Obviously you didn’t stop there [laughs]

[KH] Right! When I saw how the people in the group were approaching the process, I disagreed as always … [laughs] Most people in the group came from the fashion department and they started by drawing trousers and jackets. I was like, »Come on, it’s Malevich, I don’t think that he was making trousers and jackets!« I really appreciate my teacher’s reaction in this moment, because she said, »Everybody can speak up, but you have to show me. What do you mean? Show me one costume«. So I did …

… I thought of a concept and made a sculpture, one that you could take apart and wear on an opera stage. Before I knew it, I got appointed the head of the project! She trusted me with translating the historical concept from Malevich into the present, and we then worked together on the reconstruction for the following year. My teacher suggested that we should also submit the project to some fashion competitions in Russia. I thought that it was not really fashion what I was making, but she said we could adapt it. I ended up winning a few prizes for these pieces and decided to make a wearable collection when back in Berlin. I was hesitant about the work load at first, but thankfully my professor at KHB Weißensee, Alex Jordan, was very supportive of the idea!

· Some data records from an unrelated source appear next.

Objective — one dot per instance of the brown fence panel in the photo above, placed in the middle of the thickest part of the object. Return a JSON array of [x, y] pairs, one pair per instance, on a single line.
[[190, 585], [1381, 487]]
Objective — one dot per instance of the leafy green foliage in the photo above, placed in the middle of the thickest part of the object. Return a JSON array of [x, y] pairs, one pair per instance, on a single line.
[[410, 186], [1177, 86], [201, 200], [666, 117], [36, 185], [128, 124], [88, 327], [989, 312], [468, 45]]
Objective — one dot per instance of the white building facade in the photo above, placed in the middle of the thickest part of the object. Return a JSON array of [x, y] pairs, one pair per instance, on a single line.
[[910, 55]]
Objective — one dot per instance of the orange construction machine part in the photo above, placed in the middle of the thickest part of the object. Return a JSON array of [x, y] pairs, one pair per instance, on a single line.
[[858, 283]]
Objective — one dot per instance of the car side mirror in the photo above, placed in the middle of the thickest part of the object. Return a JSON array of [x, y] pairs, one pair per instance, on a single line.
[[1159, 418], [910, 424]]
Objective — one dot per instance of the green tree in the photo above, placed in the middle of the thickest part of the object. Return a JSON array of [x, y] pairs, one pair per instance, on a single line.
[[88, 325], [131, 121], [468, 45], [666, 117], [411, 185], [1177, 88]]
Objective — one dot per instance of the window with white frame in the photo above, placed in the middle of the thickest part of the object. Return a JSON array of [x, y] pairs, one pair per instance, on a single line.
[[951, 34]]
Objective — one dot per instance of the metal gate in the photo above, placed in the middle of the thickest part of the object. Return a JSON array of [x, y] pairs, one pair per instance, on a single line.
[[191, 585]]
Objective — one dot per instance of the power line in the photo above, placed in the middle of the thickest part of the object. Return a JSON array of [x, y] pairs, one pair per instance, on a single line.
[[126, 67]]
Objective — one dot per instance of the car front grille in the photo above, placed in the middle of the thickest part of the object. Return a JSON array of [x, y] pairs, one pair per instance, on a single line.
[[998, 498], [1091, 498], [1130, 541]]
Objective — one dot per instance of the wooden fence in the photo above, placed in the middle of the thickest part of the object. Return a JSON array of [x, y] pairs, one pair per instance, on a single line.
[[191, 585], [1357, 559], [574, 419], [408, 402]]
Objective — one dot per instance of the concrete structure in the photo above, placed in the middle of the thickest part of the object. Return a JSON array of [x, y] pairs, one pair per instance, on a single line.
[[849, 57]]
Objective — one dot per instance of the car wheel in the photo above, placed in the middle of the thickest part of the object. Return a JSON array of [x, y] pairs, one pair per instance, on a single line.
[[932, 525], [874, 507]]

How do you approach new projects?

[KH] First, I always need to understand what the work is about. Then I will draw, take my own custom glyphs or research images of architecture or people, while always trying to stay away from graphic design. I never make design mood boards, because they are already translations of information. If I take somebody else’s translated information then I don’t really translate it myself. Instead, I start with asking how I can build a concept to translate the information. With every project I try to explore my own limitations and to not do what was asked. As graphic designers we are expected to to satisfy people‘s needs. Now I’m able to say that I don’t work like that. I can be more picky and choose projects that allow me to search for answers and give an opinion.

In other words, you start with the incentive to push yourself a bit further …

[KH] Yes, I always have been interested in the things that we can’t understand at first glance. I think this is why my work often appears to be uncomfortable for people. I like to trigger simultaneous emotions and at some point it wasn’t enough to just work in two dimensions anymore. So I started to work more in 3D and animation, as I felt this offered more possibilities to make an impact. All these decisions brought me to work with powerful artists like Pussy Riot who have a similar approach of pushing the limits of what art and music is supposed to be and use multiple sources of media to deliver messages with most possible impact. Our collaboration work will be out very soon alongside their new album.

After four dimensions where do you go next, Kristina?

[KH] [laughs] I don’t know how we will act or how we will think in the distant future, but I think it’s important to try and experiment with those visions. I’m not even close to the end of the way.